Just in time for the holidays and the busiest travel period of the year, the U.S. State Department just issued a travel advisory asking Americans to reconsider travel to Mexico.
The reason they give is due to Covid-19 and an increased risk of crime and kidnapping. Similar to the United States, Mexico is a large country with 32 states. They’re not all created equal, including within states or cities themselves, just like here at home. For example, there are parts of L.A., New York, Miami, New Orleans, Chicago, heck every U.S. city, that I wouldn’t go to. Some are just a block or two away from popular hangouts.
The five states that the U.S. warns not to travel to are:
- Colima state due to crime and kidnapping.
- Guerrero state due to crime and kidnapping.
- Michoacan state due to crime and kidnapping.
- Sinaloa state due to crime and kidnapping
- Tamaulipas state due to crime and kidnapping
I don’t think many Americans go to the states listed above. Most travel to Cancún, which is located in the state of Quintana Roo and that’s listed as “Exercise Increased Caution.” Same goes for Baja California Sur state, which is where Cabo San Lucas is located.
The Centers for Disease Control and Prevention (CDC) has also issued “a Level 3 Travel Health Notice for Mexico due to COVID-19, indicating a high level of COVID-19 in the country. Your risk of contracting COVID-19 and developing severe symptoms may be lower if you are fully vaccinated with an FDA authorized vaccine. Before planning any international travel, please review the CDC’s specific recommendations for vaccinated and unvaccinated travelers. Visit the Embassy’s COVID-19 page for more information on COVID-19 in Mexico.”
I have plenty of American friends who live in Mexico or visit regularly and they think this is a joke because they say they feel much safer in Mexico than they do in the US because of gun violence, crime and people not wearing masks. In Mexico, mask wearing is very strict, unlike in the U.S.

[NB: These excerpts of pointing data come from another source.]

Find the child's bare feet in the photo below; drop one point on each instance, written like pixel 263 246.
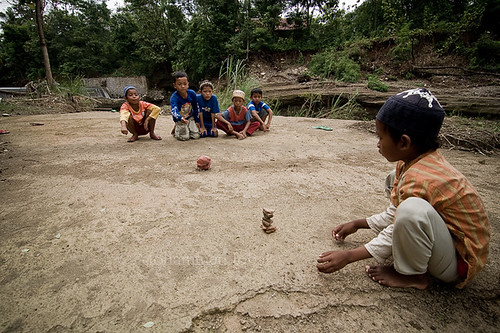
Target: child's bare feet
pixel 388 276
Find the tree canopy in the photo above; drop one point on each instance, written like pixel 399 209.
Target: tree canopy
pixel 153 37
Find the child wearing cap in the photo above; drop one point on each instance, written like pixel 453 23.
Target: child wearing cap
pixel 208 108
pixel 236 119
pixel 260 111
pixel 436 224
pixel 184 109
pixel 136 116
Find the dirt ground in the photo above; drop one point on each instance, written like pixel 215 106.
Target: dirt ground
pixel 101 235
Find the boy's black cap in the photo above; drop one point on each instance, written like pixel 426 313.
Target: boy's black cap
pixel 414 111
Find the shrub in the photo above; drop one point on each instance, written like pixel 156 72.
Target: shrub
pixel 374 83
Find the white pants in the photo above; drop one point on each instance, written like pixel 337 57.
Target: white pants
pixel 422 243
pixel 187 131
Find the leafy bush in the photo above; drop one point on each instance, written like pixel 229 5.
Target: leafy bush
pixel 374 83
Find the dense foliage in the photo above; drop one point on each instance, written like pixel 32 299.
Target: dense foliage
pixel 154 37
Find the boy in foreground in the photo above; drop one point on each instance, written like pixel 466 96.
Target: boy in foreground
pixel 436 224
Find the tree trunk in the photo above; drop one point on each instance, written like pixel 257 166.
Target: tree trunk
pixel 46 62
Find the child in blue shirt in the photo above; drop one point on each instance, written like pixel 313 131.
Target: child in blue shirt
pixel 208 107
pixel 184 109
pixel 260 111
pixel 236 119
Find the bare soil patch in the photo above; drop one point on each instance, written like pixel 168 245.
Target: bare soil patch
pixel 102 235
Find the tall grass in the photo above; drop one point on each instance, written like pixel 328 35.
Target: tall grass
pixel 233 75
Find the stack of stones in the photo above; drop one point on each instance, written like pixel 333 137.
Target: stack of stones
pixel 267 221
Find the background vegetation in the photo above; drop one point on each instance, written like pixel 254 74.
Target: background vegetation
pixel 154 37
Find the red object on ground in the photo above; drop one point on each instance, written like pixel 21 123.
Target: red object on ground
pixel 204 162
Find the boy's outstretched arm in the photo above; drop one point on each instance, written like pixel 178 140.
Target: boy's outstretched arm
pixel 331 261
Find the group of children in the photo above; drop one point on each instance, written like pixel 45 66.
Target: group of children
pixel 436 224
pixel 196 115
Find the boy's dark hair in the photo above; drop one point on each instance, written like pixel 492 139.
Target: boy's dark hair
pixel 256 91
pixel 416 113
pixel 179 74
pixel 424 144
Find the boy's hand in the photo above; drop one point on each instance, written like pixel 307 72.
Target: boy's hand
pixel 332 261
pixel 343 230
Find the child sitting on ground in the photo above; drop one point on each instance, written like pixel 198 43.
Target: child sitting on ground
pixel 184 109
pixel 260 111
pixel 208 107
pixel 136 116
pixel 436 224
pixel 236 119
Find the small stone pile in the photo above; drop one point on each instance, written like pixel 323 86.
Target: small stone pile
pixel 267 221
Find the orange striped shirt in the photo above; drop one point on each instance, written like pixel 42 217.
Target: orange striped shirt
pixel 432 178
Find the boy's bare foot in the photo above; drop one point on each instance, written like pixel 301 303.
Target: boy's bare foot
pixel 388 276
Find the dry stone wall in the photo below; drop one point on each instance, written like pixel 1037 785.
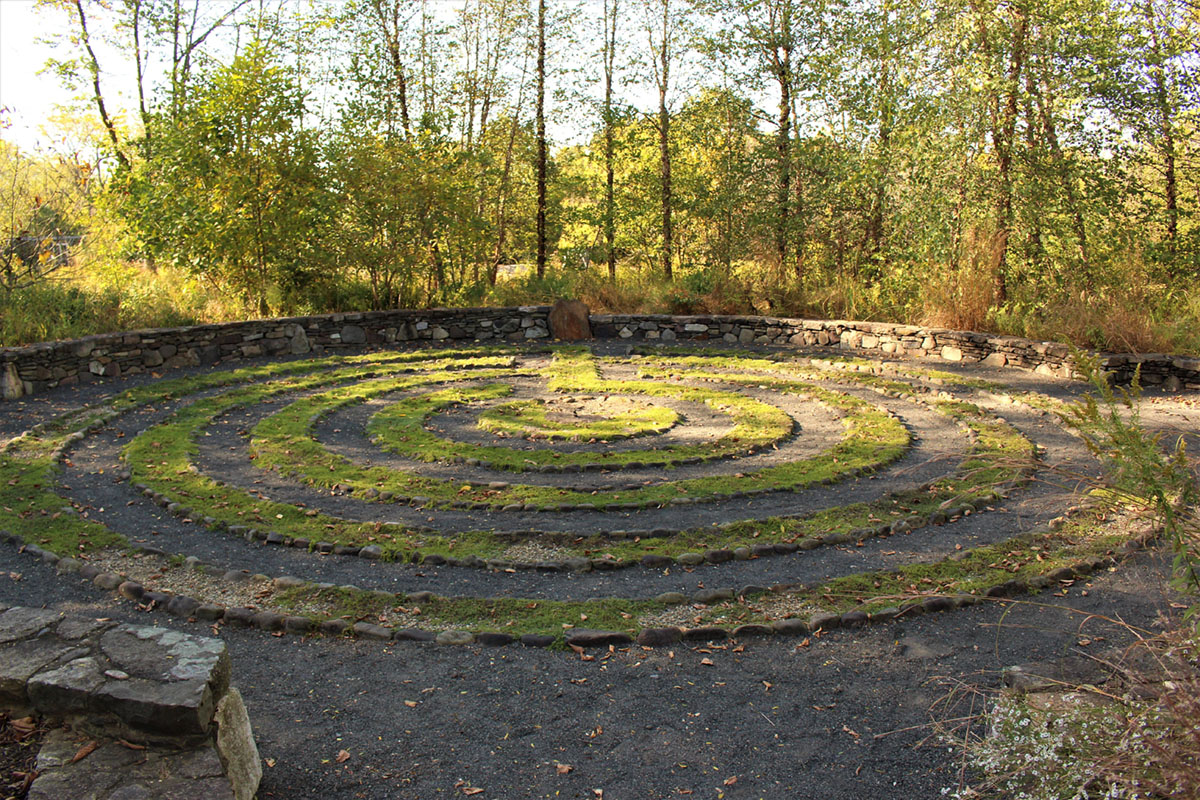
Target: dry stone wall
pixel 37 367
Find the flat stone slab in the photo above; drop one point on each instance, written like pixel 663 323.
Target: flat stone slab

If you’re going to the popular tourist destinations, I wouldn’t worry about going because the Mexican government knows how vital tourism is to their economy so they’ve beefed up security after a couple of high profile incidents.
The State Department lists some tips on their Mexico advisory page, which is good advice for traveling anywhere in the world, including in the good ole’ US of A. They say:
If you decide to travel to Mexico:
- Review the S. Embassy’s webpage on COVID-19.
- Visit the CDC’s web page on Travel and COVID-19.
- Keep traveling companions and family back home informed of your travel plans. If separating from your travel group, send a friend your GPS location. If taking a taxi alone, take a photo of the taxi number and/or license plate and text it to a friend.
- Use toll roads when possible and avoid driving alone or at night. In many states, police presence and emergency services are extremely limited outside the state capital or major cities.
- Exercise increased caution when visiting local bars, nightclubs, and casinos.
- Do not display signs of wealth, such as wearing expensive watches or jewelry.
- Be extra vigilant when visiting banks or ATMs.
- Enroll in the Smart Traveler Enrollment Program (STEP) to receive Alerts and make it easier to locate you in an emergency.
- Follow the Department of State on Facebook and Twitter.
- Follow the U.S. Embassy on Facebook and Twitter.
- Review the Crime and Safety Reports for Mexico.
- Mariners planning travel to Mexico should check for U.S. maritime advisories and alerts, which include instructions on reporting suspicious activities and attacks to Mexican naval authorities.
- Prepare a contingency plan for emergency situations. Review the Traveler’s Checklist.